Я вытащил нож из кармана, открыл и, встав над коровой, занес руку. Где делают прокол, я знал: в ложбинке возле задней лопатки. Но никак не мог сказать себе: ну, давай. Рука дрожала, и сам я внутри весь дрожал. И все крепче сжимал этот нож. Вдруг корова опять заревела, так же жалобно, как в первый раз, я чуть не сомлел от страха. И как стоял, с этим ножиком в руке, бухнулся на колени возле ее вздутого живота и начал молиться вслух. Богородица дева, радуйся, господь с тобою, будь благословенна среди жен и да благословен будет плод живота твоего. А дальше мои слова оборвал плач. Я прижался головой к коровьему брюху, и слезы у меня потекли не только из глаз, но и со всего лица. И, может, даже просочились куда-то в глубину этого брюха. Когда ребенок плачет, плачет весь мир. И как знать, не через этот ли плач я стал тогда взрослым. А может быть, господь дал человеку один плач, как одно сердце, одну печень, одну селезенку, один мочевой пузырь. И нужно этот плач выплакать, чтобы мог человек различить, когда он еще маленький, а когда уже взрослый. А то потянется плач за человеком до конца дней и до конца дней будет человеку казаться, что он все еще дитя. И некоторым кажется.

Хотя я вовсе не был плаксой. Если даже плакал, то больше внутри себя, а по виду никто б и не распознал, что я плачу. Только тогда, над Кубиковой коровой, будто что-то во мне распахнулось настежь, и, верно, корова тоже дивилась, что над нею плачут, кто же станет над коровою слезы лить.
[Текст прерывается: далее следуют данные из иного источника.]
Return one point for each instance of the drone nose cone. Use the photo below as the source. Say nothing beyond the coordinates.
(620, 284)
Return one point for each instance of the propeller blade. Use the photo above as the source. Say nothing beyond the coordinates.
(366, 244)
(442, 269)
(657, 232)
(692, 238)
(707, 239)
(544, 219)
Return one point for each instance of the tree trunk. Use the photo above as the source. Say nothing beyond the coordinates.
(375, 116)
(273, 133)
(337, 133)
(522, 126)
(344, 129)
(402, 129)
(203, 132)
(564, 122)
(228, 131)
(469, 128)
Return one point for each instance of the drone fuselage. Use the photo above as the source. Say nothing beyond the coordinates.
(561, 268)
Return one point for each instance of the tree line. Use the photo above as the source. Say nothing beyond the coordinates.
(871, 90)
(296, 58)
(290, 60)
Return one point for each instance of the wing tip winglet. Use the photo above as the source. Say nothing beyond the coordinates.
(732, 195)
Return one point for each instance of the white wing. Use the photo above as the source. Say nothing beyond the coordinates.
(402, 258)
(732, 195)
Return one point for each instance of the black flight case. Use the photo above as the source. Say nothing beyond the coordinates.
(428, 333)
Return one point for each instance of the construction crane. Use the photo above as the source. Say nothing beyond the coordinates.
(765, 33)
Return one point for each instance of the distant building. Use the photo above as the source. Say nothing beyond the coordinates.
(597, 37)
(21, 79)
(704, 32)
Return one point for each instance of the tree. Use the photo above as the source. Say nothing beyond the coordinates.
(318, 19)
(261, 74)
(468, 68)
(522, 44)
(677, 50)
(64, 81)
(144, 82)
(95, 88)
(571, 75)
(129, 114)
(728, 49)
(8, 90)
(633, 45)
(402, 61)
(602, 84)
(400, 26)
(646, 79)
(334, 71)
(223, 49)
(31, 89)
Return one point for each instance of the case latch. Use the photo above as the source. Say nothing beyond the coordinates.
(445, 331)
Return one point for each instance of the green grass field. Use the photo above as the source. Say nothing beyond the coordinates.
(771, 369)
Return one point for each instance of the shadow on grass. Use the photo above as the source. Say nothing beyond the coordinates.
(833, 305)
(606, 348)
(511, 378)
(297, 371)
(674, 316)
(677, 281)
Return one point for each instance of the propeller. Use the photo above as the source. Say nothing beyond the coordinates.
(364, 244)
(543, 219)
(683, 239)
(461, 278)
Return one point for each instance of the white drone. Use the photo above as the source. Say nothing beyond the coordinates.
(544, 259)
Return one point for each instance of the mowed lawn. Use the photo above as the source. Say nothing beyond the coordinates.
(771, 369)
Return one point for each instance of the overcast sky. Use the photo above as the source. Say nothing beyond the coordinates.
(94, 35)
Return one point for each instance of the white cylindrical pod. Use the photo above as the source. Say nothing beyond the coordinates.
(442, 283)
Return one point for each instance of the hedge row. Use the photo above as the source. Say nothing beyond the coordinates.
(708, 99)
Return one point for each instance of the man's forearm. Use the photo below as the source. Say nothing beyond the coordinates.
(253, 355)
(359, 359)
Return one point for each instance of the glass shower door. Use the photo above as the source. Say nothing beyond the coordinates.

Да еще у Кубиков она вечно ходила заляпанная навозом, и некому было пройтись по ней скребком: старый Кубик если не в корчме, так где-нибудь на сходке, а Вацек только кнутом умел махать. А, может, это она прислушивалась, не в ней ли самой что-то плачет, так как успокоилась, словно перестала телиться.

Но вдруг что-то у ней в брюхе задвигалось, и гора, к которой я в этом плаче прижался лбом, начала опадать. Я вскочил, а корова задрала голову высоко вверх и как будто поползла по лугу назад. И уже не стонала, а хрипела. И сзади, как из огромного дупла, высунулся кончик морды, а через минуту и вся голова. Я не знал, что делать, но ухватился обеими руками за эту голову и потянул, сколько было сил. И вот родился теленок. Был он такой же пестрый, как мать, и весь обслюненный.

Потом меня на выгоне прозвали Крестным. Крестный и Крестный. Прилипло ко мне и осталось. Я не обижался, было б из-за чего. Да и дальше так сложилось, что, кроме одного того раза, мне больше быть крестным не довелось. Не то чтоб меня никогда не звали. Звали много раз. Крестников у меня могло быть без счету. Только какой бы им был прок, что я их крестный? Кубикову теленку был прок? Я даже не могу сказать, что с ним потом сталось, оставили его Кубики, продали, зарезали, а то, может, сам издох. И хотя негоже отказываться, если тебя приглашают в крестные, я решил, что никогда крестным не буду. И будь моя воля, навсегда бы крестного с крестной отменил. У человека один настоящий отец и одна настоящая мать, зачем ему еще какие-то примазавшиеся. Ну к алтарю понесут, а потом что тот, что другая хоть бы когда леденцом угостили или по головке погладили. Разве крестный поставит тебе, когда подрастешь? Зовешь крестный, крестная, а все равно им чужой.